La sinistra rende onore al falco, ma con la kefiah

da Roma

Quella «figura orribile», quel «militare feroce», quel «guerriero di Dio» oggi in bilico tra la vita e la morte, tra il passato e il presente, ha occupato nello spazio metafisico della sinistra un posto fondamentale: il nemico da abbattere.
Ariel Sharon per lungo tempo è stato questo nell’immaginario collettivo della sinistra italiana.

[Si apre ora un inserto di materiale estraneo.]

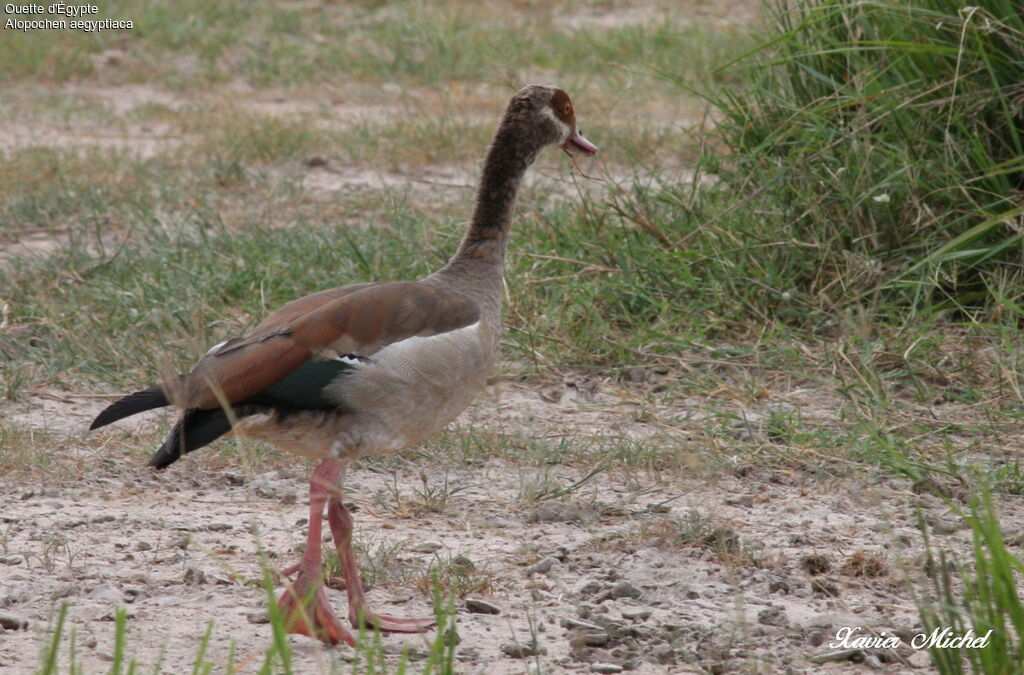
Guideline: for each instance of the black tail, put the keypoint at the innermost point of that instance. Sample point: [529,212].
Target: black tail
[134,403]
[195,429]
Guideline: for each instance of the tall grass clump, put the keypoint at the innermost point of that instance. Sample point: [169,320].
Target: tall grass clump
[982,597]
[879,150]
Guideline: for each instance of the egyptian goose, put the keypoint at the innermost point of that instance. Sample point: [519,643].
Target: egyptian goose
[366,369]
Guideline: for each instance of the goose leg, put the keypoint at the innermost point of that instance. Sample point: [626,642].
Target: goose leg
[341,528]
[304,602]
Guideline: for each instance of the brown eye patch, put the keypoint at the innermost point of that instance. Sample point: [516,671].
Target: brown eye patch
[561,106]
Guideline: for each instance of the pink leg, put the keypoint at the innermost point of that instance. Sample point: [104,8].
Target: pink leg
[304,603]
[341,528]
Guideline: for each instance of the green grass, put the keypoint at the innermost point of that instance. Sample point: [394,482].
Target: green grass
[981,595]
[59,651]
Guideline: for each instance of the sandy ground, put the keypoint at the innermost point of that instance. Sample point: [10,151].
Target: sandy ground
[786,561]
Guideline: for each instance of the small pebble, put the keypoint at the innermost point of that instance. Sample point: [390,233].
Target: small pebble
[427,547]
[580,625]
[258,617]
[542,566]
[518,650]
[477,606]
[772,617]
[13,622]
[625,589]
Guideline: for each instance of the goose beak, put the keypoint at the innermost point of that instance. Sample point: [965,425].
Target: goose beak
[577,144]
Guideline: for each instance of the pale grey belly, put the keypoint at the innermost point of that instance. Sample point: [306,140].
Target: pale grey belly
[414,390]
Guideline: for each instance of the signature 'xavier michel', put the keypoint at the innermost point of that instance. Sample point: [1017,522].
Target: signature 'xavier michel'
[366,369]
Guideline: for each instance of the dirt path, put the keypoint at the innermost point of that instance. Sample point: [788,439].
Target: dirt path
[653,574]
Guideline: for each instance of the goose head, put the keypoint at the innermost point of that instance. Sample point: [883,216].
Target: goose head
[548,112]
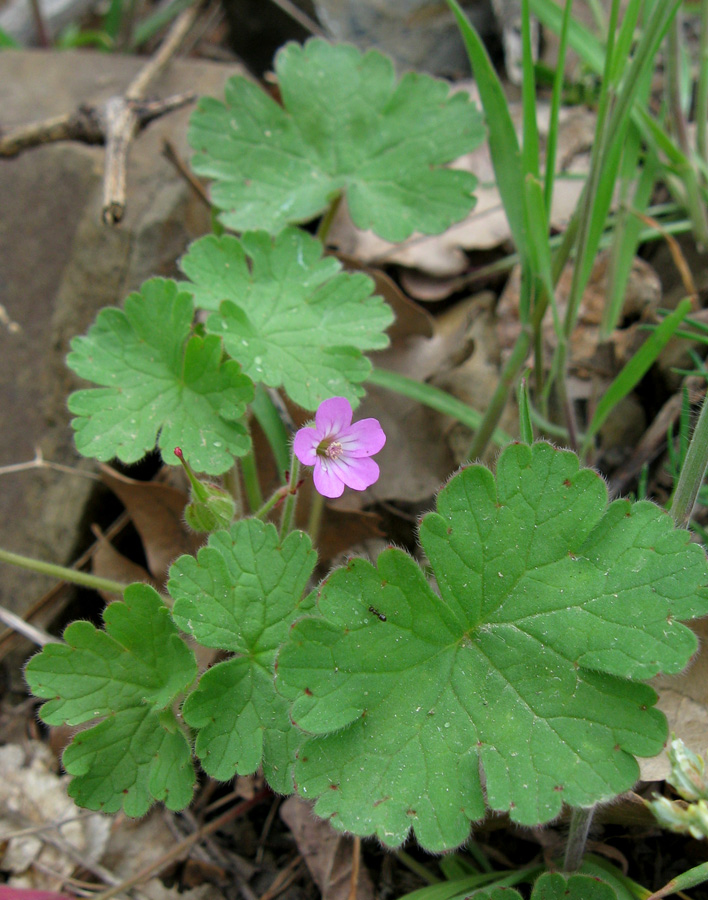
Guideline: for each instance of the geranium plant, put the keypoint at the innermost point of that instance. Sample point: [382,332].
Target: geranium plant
[508,673]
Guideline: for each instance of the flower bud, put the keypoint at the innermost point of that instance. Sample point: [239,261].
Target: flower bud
[210,507]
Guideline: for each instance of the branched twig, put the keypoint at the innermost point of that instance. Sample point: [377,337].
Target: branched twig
[114,123]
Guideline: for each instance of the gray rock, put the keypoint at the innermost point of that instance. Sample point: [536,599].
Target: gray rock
[59,265]
[417,34]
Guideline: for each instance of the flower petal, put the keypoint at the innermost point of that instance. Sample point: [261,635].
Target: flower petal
[363,438]
[305,446]
[358,474]
[333,416]
[327,480]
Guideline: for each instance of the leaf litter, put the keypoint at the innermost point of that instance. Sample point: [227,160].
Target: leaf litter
[441,354]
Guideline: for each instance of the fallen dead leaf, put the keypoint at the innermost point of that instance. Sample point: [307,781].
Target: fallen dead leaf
[328,854]
[684,701]
[107,562]
[444,255]
[157,511]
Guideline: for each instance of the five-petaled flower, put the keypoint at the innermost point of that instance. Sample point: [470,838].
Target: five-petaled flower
[338,450]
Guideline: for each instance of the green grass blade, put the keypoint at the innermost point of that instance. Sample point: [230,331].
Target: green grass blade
[157,21]
[503,143]
[636,368]
[588,47]
[627,232]
[557,95]
[434,398]
[7,42]
[689,879]
[530,151]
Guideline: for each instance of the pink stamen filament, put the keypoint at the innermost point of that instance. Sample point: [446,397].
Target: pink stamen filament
[329,449]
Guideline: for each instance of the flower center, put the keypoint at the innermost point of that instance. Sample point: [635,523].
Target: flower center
[329,449]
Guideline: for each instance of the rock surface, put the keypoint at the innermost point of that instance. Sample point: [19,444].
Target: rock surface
[59,265]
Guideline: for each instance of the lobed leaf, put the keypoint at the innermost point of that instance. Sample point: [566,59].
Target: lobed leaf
[555,886]
[128,675]
[288,315]
[156,379]
[523,674]
[242,593]
[346,126]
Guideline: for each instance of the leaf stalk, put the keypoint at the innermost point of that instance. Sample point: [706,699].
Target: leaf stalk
[63,573]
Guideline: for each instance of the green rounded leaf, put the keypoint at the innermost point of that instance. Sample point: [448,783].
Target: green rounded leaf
[158,378]
[128,675]
[517,686]
[347,126]
[555,886]
[242,593]
[289,316]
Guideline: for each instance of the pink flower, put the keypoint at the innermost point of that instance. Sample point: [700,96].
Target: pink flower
[338,450]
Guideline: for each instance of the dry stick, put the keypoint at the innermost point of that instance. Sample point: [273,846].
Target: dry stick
[172,156]
[115,123]
[283,880]
[124,115]
[677,256]
[31,632]
[178,851]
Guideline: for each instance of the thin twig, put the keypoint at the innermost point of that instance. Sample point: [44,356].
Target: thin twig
[167,49]
[37,635]
[283,880]
[39,462]
[115,123]
[179,850]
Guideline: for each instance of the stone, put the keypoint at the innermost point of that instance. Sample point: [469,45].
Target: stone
[59,265]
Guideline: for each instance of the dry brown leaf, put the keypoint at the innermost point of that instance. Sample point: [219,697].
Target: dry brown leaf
[684,701]
[443,255]
[327,853]
[157,512]
[107,562]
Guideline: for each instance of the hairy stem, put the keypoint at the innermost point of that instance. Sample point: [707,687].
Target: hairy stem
[63,573]
[580,821]
[286,523]
[692,472]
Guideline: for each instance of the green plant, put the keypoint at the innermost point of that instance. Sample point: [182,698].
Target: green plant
[382,694]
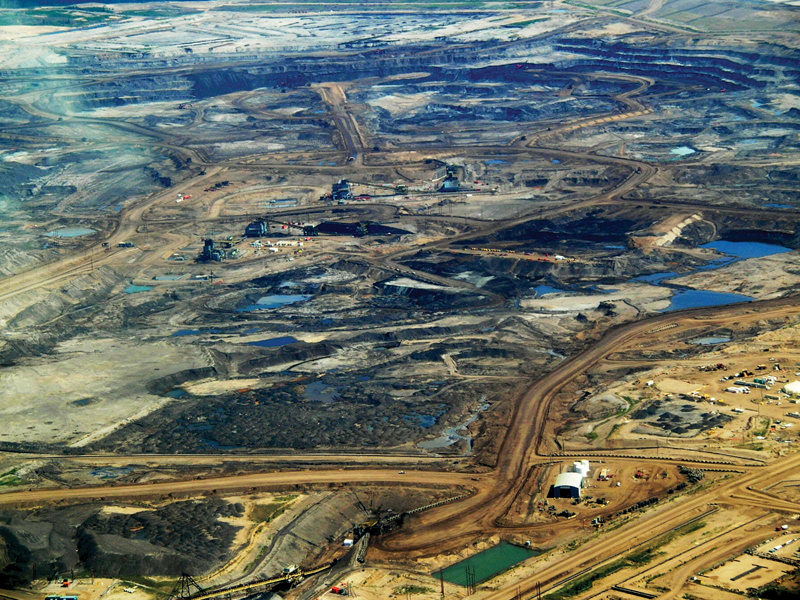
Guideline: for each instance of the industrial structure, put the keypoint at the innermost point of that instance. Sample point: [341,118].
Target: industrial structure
[793,389]
[357,229]
[210,253]
[570,484]
[451,182]
[341,191]
[257,229]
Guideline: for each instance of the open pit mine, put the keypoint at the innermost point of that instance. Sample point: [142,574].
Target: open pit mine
[399,298]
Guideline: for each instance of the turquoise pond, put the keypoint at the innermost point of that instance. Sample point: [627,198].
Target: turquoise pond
[487,564]
[71,232]
[135,289]
[274,301]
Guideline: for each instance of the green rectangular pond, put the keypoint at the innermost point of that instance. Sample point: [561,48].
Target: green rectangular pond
[488,563]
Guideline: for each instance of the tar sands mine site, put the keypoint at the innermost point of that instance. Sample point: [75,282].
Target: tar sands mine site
[424,300]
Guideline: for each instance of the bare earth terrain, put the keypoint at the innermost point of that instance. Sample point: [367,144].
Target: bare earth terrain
[298,297]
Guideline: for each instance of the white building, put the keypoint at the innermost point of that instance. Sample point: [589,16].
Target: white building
[792,388]
[568,485]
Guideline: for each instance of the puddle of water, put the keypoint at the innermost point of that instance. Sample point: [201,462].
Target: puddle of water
[85,402]
[183,332]
[71,232]
[746,249]
[702,298]
[487,564]
[135,289]
[710,341]
[541,290]
[321,392]
[451,435]
[682,151]
[424,421]
[274,301]
[169,277]
[111,472]
[274,342]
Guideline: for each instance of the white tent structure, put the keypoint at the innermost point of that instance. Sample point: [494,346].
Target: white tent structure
[568,485]
[792,388]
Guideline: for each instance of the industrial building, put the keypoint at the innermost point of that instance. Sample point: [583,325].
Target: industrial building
[450,184]
[257,229]
[210,252]
[792,388]
[357,229]
[568,485]
[341,190]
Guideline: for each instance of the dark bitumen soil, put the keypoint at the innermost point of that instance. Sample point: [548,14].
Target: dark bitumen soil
[179,537]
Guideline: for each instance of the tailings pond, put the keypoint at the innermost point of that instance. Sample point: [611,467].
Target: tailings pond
[274,301]
[487,564]
[690,298]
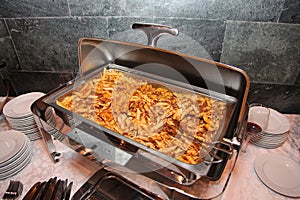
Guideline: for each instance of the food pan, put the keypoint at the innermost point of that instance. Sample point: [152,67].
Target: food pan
[180,72]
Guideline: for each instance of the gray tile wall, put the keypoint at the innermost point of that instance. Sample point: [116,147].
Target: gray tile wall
[38,39]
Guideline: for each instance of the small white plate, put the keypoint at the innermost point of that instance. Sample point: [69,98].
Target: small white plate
[280,173]
[20,106]
[278,123]
[11,142]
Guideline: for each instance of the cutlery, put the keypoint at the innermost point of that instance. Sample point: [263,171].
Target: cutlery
[39,191]
[48,192]
[67,192]
[57,192]
[14,190]
[29,195]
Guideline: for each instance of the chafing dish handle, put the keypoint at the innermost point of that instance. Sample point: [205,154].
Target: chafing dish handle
[154,31]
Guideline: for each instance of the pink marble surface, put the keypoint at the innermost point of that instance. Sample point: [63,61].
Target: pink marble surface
[71,166]
[245,184]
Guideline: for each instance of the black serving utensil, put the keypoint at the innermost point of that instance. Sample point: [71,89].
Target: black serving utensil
[48,192]
[30,194]
[68,191]
[39,191]
[55,190]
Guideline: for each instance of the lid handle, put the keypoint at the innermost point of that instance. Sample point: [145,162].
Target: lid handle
[154,31]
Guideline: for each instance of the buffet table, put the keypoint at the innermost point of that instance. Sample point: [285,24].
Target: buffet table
[243,184]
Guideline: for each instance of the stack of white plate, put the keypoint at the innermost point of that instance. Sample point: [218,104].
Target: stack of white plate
[15,153]
[276,133]
[19,116]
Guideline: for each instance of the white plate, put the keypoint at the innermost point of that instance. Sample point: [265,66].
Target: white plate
[278,123]
[280,173]
[11,142]
[20,106]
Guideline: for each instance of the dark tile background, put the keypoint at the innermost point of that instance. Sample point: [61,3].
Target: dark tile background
[38,39]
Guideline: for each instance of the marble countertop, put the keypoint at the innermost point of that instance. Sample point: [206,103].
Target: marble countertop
[243,184]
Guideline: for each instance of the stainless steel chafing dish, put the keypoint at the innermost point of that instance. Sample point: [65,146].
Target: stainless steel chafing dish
[121,155]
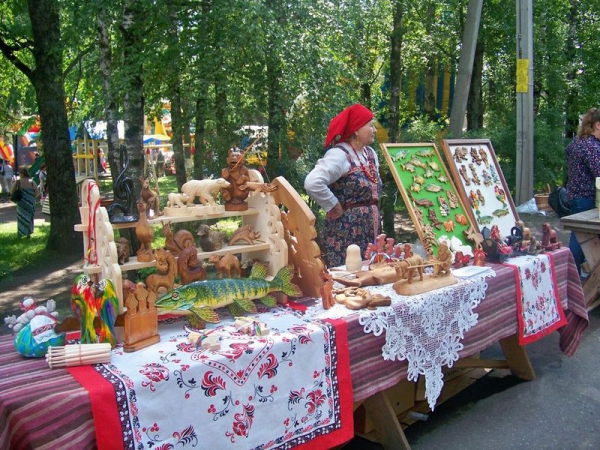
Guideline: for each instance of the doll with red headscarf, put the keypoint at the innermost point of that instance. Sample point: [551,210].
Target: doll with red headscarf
[346,184]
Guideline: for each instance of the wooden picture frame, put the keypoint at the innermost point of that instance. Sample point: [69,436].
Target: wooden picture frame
[481,184]
[430,196]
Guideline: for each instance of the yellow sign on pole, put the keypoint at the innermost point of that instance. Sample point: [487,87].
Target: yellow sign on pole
[522,75]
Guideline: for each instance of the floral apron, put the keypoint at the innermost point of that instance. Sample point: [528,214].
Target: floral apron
[359,225]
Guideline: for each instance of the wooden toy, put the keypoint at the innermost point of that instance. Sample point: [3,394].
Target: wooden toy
[549,240]
[443,261]
[210,240]
[205,341]
[358,298]
[353,258]
[227,265]
[238,176]
[175,243]
[123,252]
[251,327]
[149,198]
[145,234]
[205,190]
[189,267]
[166,271]
[88,300]
[374,277]
[408,267]
[244,234]
[141,319]
[178,200]
[327,289]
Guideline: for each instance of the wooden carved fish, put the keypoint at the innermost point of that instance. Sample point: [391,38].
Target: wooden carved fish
[417,163]
[433,188]
[425,153]
[500,212]
[422,202]
[485,220]
[200,298]
[433,166]
[418,179]
[408,167]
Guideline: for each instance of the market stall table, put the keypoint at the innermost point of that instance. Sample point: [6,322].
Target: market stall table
[586,226]
[35,398]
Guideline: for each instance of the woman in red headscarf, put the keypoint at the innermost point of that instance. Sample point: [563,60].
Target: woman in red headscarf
[346,184]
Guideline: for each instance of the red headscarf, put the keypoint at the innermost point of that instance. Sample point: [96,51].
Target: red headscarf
[347,122]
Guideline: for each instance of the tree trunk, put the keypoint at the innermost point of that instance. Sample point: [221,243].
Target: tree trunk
[475,99]
[175,94]
[110,103]
[200,153]
[389,185]
[395,72]
[133,102]
[50,95]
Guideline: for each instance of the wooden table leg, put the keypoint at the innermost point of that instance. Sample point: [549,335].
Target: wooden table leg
[517,358]
[389,431]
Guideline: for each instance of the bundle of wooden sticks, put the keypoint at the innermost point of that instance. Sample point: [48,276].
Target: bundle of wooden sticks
[78,355]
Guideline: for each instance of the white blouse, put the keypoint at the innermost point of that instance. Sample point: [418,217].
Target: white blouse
[330,168]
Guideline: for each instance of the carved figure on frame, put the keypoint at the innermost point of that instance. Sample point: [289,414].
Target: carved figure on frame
[149,197]
[210,240]
[244,234]
[237,175]
[144,234]
[123,252]
[175,243]
[227,265]
[166,271]
[189,267]
[205,190]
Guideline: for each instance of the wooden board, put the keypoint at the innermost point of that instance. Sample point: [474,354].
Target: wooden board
[416,168]
[481,185]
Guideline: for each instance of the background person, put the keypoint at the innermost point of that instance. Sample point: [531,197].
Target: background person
[346,184]
[25,206]
[6,177]
[583,166]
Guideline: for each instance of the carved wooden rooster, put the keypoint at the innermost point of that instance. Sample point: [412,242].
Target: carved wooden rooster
[210,240]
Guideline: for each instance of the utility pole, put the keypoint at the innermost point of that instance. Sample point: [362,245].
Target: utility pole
[465,68]
[524,162]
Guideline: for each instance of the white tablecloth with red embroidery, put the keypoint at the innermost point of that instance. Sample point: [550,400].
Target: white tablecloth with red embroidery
[278,390]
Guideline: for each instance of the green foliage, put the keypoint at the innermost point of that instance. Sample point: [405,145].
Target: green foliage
[18,253]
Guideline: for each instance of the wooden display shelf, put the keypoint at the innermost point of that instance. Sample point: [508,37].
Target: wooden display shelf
[177,219]
[134,264]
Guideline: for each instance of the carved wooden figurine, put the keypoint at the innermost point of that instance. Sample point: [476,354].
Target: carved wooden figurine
[210,240]
[549,240]
[245,235]
[227,265]
[141,319]
[166,271]
[443,261]
[123,252]
[175,243]
[145,234]
[149,197]
[188,266]
[237,174]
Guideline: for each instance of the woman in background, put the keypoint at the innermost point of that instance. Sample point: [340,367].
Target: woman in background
[583,166]
[25,206]
[346,184]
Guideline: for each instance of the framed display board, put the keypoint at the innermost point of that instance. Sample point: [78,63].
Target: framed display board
[480,183]
[430,196]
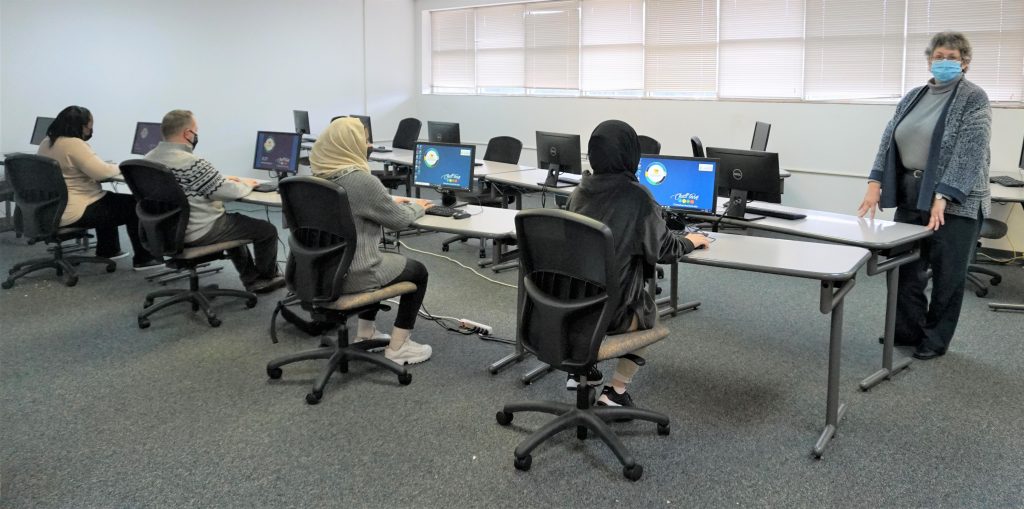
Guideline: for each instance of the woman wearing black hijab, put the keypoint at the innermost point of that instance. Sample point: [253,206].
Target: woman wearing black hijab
[613,197]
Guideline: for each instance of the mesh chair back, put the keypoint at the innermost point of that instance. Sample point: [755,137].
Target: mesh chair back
[40,194]
[696,146]
[649,145]
[503,150]
[323,238]
[408,134]
[568,288]
[161,205]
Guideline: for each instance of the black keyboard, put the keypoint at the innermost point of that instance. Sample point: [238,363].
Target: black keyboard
[775,213]
[1007,181]
[440,210]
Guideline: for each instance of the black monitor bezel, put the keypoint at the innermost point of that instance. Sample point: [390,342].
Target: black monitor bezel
[35,128]
[446,127]
[294,168]
[443,188]
[134,139]
[714,202]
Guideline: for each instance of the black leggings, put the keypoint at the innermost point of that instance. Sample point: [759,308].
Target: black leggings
[410,303]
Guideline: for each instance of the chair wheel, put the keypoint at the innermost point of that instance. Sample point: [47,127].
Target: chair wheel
[523,463]
[314,396]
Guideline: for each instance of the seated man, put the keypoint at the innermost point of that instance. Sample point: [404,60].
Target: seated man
[207,189]
[613,197]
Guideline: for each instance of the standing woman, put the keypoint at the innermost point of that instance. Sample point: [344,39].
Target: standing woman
[340,156]
[933,166]
[88,205]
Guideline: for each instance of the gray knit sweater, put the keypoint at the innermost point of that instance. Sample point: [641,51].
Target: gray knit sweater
[957,159]
[373,208]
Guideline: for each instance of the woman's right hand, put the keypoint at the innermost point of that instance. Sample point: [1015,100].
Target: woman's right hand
[871,198]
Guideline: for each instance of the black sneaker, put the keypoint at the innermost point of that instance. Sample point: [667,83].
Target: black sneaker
[611,398]
[594,378]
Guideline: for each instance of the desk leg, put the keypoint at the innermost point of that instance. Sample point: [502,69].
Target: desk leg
[888,369]
[673,298]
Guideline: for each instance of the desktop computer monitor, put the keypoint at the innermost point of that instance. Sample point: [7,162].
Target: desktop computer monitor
[680,183]
[368,126]
[442,132]
[147,135]
[558,154]
[445,167]
[278,152]
[745,175]
[301,121]
[39,131]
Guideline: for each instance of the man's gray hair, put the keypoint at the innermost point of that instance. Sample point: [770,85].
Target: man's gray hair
[951,40]
[174,122]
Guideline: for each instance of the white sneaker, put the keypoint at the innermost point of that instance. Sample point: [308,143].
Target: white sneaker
[411,352]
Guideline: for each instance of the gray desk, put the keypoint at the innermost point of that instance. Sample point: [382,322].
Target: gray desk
[1008,195]
[892,244]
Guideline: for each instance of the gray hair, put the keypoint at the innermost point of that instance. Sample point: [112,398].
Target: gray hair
[174,122]
[951,40]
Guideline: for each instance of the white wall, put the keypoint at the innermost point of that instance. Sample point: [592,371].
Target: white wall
[240,66]
[828,146]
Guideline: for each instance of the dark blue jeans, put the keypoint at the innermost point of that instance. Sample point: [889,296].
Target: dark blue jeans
[947,253]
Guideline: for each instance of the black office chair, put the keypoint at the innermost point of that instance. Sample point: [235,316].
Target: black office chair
[323,244]
[41,197]
[163,216]
[500,150]
[564,309]
[990,228]
[404,137]
[696,146]
[649,145]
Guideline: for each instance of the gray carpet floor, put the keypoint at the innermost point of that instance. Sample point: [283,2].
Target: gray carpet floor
[97,413]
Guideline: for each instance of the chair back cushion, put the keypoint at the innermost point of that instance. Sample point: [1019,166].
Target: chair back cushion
[568,288]
[161,205]
[323,238]
[40,194]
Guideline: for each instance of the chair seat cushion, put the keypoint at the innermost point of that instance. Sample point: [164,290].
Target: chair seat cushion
[200,251]
[617,345]
[357,300]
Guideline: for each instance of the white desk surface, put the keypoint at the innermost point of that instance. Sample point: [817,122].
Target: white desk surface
[780,256]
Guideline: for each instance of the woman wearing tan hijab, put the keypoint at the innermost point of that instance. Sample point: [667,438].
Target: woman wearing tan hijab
[340,156]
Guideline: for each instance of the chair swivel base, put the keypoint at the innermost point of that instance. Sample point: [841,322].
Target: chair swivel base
[65,265]
[585,418]
[338,357]
[199,297]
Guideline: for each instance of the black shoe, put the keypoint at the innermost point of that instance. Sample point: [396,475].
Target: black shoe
[925,353]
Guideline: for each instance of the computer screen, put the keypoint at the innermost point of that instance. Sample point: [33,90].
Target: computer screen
[367,125]
[680,183]
[39,132]
[301,121]
[744,175]
[278,152]
[443,166]
[147,135]
[442,132]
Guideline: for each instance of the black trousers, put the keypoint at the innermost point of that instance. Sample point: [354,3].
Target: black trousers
[232,226]
[410,303]
[104,215]
[947,253]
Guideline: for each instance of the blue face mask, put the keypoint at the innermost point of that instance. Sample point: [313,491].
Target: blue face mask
[945,70]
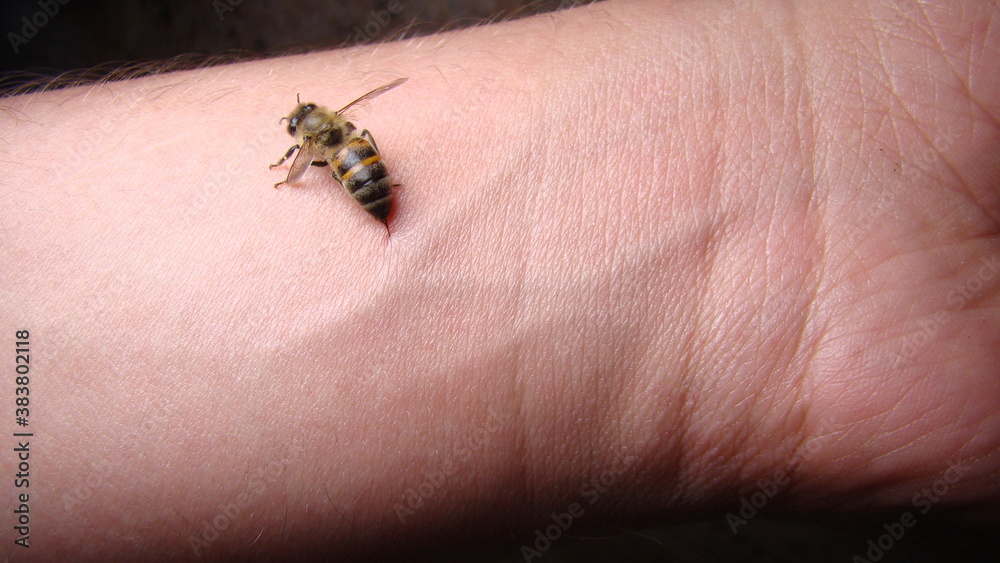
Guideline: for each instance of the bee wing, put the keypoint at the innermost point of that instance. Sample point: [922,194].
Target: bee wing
[375,93]
[301,163]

Non si contano le manifestazioni in cui era evocato nella pubblica piazza con una sola parola: «Boia». Ora che quell’uomo è al crepuscolo, la sinistra si interroga sul futuro di Israele e della Palestina e scopre che l’orologio della pace in Medio Oriente potrebbe tornare indietro. Fausto Bertinotti, un avversario della politica di Sharon, rende l’onore delle armi al generale che sta combattendo l’ultima battaglia: «Ha trovato la forza di operare una scelta dal grandissimo valore simbolico».
Il ritiro da Gaza muta la percezione dell’avversario e fa passare improvvisamente «quell’uomo orribile» al ruolo di «figura drammatica». Bertinotti non fa sconti al passato di Sharon, ma ha l’umana pietas dell’istante finale e la lucidità politica per ammettere che il piano politico di Sharon, la rottura con il Likud e la creazione del Kadima sono l’unica opportunità per continuare a far camminare la pace su una non utopista ma concreta road map. Ma anche nella fase estrema del tramonto «il guerriero di Dio» divide e lacera il popolo che indossa la kefiah, galassia lontanissima dalla stella ebraica. Una vera e propria guerra dei due mondi nella politica italiana. La cartina di tornasole è nella prima pagina del Manifesto. Sempre geniale, con quel primissimo piano dello sguardo di Sharon che evoca la bald eagle e si traduce ne «La caduta del falco». L’effetto scenico si traduce in parole di pietra nella biografia, «escalation innanzitutto». È qui che compare, come l’esplosione di una supernova, quell’altro mondo, il mondo che non perdona e non cambia idea e dipinge Sharon come «l’uomo che non ha mai creduto alla pace». Il passo è quello della sentenza senza appello, dove Ariel «più che un leone era un falco», «un guerriero spesso sconfinato in un criminale di guerra», dove il lutto generale è «finto» e il muro eretto per difendersi dai kamikaze diventa uno stratagemma per «mangiarsi altra terra palestinese». Ritratto impietoso di un uomo che in Liberazione si trasforma in «aspirante statista» perché il suo «lavoro si chiude inevitabilmente con un punto interrogativo».

La vita appesa a un filo, il giudizio politico della sinistra italiana su Sharon appeso ai dubbi di sempre, ai riflessi condizionati, alla tentazione di continuare a leggere la storia del conflitto arabo-israeliano con le lenti e le categorie dell’amico-nemico, dove quest’ultimo, invariabilmente, ha la stella di David e anche quando pensa che la pace sia possibile lo fa solo per «convenienza» e non per «conversione».
Se il falco chiude le ali, il pregiudizio della sinistra su attori e comprimari di un capitolo della nostra storia contemporanea continua a volare alto, a roteare come un avvoltoio.